Synopsis: This article explores the career trajectory of two builders who navigated the trials of high-performance construction and built a LEED Platinum net-zero house in the process. The article explores ways to structure your business for success and longevity and to collaborate with all of those involved in building exceptional homes. The information is not only valuable to those who make building homes their business, but is also helpful for those who are looking to assemble the team that will build the low-energy home of their dreams.
Usually when we talk about cranes on a job site, we mean the large, mechanized lifting vehicles. But tucked away in the walls of a small house in Eugene, Ore., is a flock of origami cranes. Before the insulation and drywall were installed, paper cranes were placed there by the homebuilder, Dave Veldhuizen. He does this on most of the projects his company builds, generally without the owner’s knowledge. In Japanese culture, cranes are a traditional symbol of good fortune and longevity.
You might be inclined to roll your eyes at that story and ask, “What do paper birds have to do with building houses?” A lot, as it turns out. The impulse that led Dave to place secret cranes in the shells of houses says a good deal about the way his company, Six Degrees Construction, builds high-performance houses. Namely, it says they care. They care about their clients, they care about their employees, they care about building a legacy with their projects, and they care about the environment. Over the last 14 years, Six Degrees has gone from building well-crafted, code-built houses to its latest project: a LEED Platinum, net-zero house. How did Dave and his business partner, Rick Robertson, accomplish this transition? Nobody starts out building net-zero homes and building them well. Yet Dave and Rick’s experience offers lessons that might flatten the learning curve for others interested in building high-performance homes.
Building a legacy
Like many who’ve studied English in college and art in graduate school, Dave found the appeal of crafting things with his hands stronger than the alleged comforts of an office job, and so he ended up in the trades. He worked for a design/ build company in Eugene, beginning as a carpenter and moving on to lead carpenter before handling estimates and contracts. After a decade, he left and founded Six Degrees with his wife, an accountant, in 2001. When their first client asked if Dave would hire his son on the project despite the son’s lack of experience, Six Degrees had its first employee, Isaac McCoy-Sulentic, who’s still with the company.
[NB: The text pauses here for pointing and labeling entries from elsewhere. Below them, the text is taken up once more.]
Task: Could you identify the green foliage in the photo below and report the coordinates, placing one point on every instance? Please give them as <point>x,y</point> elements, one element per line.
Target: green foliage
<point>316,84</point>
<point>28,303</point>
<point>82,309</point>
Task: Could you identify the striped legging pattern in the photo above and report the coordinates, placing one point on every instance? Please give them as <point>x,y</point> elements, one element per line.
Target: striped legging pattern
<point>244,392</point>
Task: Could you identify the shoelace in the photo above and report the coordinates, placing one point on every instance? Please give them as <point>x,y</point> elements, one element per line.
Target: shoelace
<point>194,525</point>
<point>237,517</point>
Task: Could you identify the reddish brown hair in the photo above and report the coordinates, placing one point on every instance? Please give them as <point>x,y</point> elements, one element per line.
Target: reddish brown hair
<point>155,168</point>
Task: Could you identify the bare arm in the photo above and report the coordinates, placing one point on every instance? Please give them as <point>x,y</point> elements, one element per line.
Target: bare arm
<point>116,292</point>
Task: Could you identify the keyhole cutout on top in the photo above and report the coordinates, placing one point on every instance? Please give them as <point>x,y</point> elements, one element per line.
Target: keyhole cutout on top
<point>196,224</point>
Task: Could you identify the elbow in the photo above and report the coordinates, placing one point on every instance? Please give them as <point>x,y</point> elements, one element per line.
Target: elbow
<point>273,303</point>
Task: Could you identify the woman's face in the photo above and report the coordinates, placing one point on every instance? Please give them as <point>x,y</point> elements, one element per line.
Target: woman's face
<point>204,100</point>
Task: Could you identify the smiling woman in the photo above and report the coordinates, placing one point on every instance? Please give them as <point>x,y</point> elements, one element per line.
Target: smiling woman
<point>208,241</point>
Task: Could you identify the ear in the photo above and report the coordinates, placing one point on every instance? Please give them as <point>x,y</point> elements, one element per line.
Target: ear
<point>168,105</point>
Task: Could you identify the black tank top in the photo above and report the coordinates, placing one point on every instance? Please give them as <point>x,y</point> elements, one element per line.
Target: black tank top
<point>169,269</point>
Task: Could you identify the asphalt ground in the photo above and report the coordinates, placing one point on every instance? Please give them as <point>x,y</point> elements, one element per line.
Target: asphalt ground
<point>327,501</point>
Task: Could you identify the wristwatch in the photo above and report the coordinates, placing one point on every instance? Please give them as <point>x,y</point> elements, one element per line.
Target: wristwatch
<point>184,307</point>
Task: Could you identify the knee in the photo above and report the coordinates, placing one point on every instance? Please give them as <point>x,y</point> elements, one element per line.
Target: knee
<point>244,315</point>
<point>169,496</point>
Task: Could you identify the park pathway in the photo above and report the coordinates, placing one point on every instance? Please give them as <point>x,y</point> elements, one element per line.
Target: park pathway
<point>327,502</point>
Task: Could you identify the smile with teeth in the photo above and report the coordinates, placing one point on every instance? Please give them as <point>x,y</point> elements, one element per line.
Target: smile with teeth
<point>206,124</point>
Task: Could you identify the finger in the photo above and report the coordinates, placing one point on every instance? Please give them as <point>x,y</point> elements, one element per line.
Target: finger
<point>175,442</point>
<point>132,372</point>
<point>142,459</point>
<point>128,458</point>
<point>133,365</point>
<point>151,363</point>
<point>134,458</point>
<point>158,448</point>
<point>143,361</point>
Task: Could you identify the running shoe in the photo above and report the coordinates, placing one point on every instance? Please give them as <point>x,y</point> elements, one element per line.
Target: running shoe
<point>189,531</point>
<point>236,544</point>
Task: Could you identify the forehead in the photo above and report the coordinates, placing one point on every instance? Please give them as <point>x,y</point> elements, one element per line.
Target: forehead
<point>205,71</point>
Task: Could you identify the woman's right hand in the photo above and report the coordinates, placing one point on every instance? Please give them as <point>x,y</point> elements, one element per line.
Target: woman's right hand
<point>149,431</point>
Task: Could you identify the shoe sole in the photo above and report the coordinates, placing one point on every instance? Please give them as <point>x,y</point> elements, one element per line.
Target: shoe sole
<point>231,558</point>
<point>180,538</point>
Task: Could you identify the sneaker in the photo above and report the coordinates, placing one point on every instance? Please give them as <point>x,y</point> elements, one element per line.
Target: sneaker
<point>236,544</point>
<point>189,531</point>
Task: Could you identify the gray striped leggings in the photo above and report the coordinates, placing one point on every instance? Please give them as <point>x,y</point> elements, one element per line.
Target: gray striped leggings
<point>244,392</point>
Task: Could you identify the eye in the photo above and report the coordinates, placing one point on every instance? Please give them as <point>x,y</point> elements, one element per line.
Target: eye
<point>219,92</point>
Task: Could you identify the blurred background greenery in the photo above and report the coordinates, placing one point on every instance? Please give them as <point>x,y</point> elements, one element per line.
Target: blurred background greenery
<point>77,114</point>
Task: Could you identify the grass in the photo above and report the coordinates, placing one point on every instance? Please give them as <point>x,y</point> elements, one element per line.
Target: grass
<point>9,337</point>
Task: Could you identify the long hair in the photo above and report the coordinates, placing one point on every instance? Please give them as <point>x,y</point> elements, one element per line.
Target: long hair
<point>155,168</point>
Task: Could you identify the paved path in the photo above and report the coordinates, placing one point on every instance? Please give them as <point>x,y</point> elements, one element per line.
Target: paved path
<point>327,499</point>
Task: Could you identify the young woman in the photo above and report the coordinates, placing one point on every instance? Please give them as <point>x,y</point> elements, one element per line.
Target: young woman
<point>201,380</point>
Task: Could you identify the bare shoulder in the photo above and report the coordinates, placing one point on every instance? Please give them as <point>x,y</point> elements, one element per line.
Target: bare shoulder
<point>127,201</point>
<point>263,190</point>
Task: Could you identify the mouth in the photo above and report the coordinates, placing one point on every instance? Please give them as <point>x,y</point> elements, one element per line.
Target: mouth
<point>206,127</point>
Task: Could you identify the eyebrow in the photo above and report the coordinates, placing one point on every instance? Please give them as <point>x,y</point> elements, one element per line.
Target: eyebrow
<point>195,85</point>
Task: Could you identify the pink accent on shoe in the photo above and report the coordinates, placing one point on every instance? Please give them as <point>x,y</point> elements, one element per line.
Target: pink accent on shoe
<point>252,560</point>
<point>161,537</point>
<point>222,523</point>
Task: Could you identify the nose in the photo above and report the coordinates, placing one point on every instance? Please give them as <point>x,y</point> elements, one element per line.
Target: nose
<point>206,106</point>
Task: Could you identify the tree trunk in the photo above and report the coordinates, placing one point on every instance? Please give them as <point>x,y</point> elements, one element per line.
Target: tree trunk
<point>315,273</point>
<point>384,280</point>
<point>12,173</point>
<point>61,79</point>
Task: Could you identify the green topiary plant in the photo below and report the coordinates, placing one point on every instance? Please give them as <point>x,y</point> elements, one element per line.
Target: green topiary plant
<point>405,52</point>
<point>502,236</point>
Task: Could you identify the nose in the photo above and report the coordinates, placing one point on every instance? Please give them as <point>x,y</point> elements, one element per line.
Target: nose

Rick, who worked with Dave at the design/build firm, joined Six Degrees as a partner in 2007. Today this small custom residential builder has seven employees in addition to the three owners.
In conversations about craftsmanship, carpenters have told Dave that magazine-quality showcase projects only come along once in a career. With Six Degrees, Dave and Rick have proven that idea false. Since starting the company, they have been able to work on a high-quality “career project” nearly every year. While Dave and Rick say they’ve been lucky with the types of projects that have come their way, it’s also been due to the culture at Six Degrees.